R (Abbasi) v Foreign Secretary  EWCA Civ 1598
JURISDICTION – DISCRETIONARY POWERS – LEGITIMATE EXPECTATION
The first claimant was a British national who had been captured by United States forces in Afghanistan and detained in Guantanamo Bay as an 'enemy combatant'. He was deprived of access to court proceedings and legal advice, and applied for judicial review in the United Kingdom seeking to compel the Secretary of State for Foreign and Commonwealth Affairs either to intervene with the US government or alternatively to explain the omission to do so.
The primary question was whether the court had jurisdiction to review the decision by the Secretary of State not to intervene. The second question was whether the UK government had any duty to protect the claimant as one of its citizens.

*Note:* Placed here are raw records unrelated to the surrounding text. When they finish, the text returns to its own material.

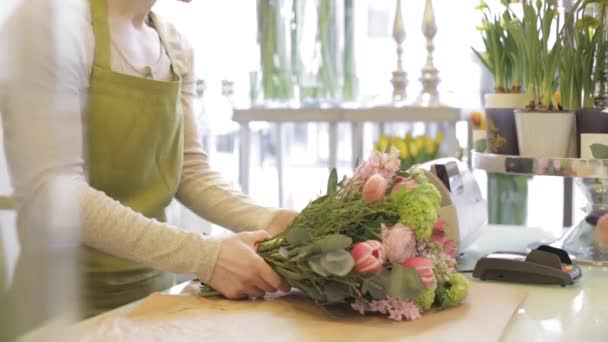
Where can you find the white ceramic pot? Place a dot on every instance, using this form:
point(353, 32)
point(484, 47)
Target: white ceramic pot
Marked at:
point(594, 146)
point(514, 101)
point(546, 134)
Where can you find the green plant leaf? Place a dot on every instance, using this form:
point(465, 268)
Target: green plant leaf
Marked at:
point(376, 285)
point(338, 262)
point(599, 151)
point(298, 236)
point(404, 282)
point(335, 292)
point(315, 264)
point(332, 242)
point(332, 183)
point(312, 292)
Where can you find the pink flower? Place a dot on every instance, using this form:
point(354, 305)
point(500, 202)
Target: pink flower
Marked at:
point(399, 243)
point(439, 231)
point(374, 189)
point(396, 308)
point(369, 256)
point(403, 183)
point(439, 227)
point(424, 267)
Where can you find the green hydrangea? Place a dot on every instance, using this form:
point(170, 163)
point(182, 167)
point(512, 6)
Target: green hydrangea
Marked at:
point(426, 299)
point(418, 208)
point(452, 292)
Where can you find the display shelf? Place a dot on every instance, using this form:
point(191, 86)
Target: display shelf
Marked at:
point(591, 177)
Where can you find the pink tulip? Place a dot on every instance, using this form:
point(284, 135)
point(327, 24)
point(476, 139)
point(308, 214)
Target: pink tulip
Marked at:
point(403, 183)
point(369, 256)
point(424, 267)
point(374, 189)
point(399, 243)
point(439, 227)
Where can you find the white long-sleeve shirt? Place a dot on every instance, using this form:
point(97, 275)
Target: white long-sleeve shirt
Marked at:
point(47, 59)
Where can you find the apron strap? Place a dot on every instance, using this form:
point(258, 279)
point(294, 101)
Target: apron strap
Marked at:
point(101, 30)
point(173, 52)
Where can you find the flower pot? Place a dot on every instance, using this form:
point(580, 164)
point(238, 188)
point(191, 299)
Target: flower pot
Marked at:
point(500, 122)
point(546, 134)
point(592, 127)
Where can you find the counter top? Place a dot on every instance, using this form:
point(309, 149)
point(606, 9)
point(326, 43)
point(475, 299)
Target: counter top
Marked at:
point(550, 313)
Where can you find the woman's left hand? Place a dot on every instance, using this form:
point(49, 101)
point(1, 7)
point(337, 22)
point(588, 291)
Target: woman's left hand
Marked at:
point(282, 219)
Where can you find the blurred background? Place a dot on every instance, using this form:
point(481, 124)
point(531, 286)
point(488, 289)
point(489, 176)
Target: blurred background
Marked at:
point(327, 54)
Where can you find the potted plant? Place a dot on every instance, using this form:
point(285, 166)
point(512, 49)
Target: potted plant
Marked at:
point(583, 55)
point(543, 128)
point(503, 63)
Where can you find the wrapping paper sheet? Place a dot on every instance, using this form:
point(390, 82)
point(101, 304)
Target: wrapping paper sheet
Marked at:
point(483, 317)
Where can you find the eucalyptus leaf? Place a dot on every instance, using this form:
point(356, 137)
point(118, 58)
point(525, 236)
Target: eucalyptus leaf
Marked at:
point(333, 242)
point(338, 263)
point(284, 252)
point(404, 282)
point(335, 292)
point(376, 285)
point(599, 151)
point(298, 236)
point(332, 183)
point(315, 264)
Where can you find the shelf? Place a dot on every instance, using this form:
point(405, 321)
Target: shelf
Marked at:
point(358, 114)
point(560, 167)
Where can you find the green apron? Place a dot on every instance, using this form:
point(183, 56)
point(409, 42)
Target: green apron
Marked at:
point(134, 154)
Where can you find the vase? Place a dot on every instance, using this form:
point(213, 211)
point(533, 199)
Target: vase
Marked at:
point(321, 51)
point(501, 131)
point(276, 80)
point(592, 137)
point(546, 134)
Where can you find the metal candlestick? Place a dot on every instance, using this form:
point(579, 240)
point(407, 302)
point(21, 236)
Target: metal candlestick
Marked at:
point(429, 79)
point(399, 80)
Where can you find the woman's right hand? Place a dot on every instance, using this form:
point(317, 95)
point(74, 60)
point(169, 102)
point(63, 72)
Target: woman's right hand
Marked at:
point(240, 272)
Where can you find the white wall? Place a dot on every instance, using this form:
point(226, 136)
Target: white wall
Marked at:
point(9, 249)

The Court of Appeal referred to 'forbidden areas', including the area of foreign policy, into which it would not enquire. The discretion of the Foreign Office was therefore extremely broad. However, the Court could nevertheless review the decision on grounds of rationality and legitimate expectation (for example in this case, there was a legitimate expectation that the representations made to the Foreign Office by the claimant and his family would be taken into consideration in determining whether to intervene).
On the second question, the Court held that there was no legal duty on the state to protect its citizens in such circumstances; however, it also expressed serious concern about the detention process in Guantanamo Bay and the fact that the claimant found himself in a ‘legal black hole’, unable to challenge his detention before any court.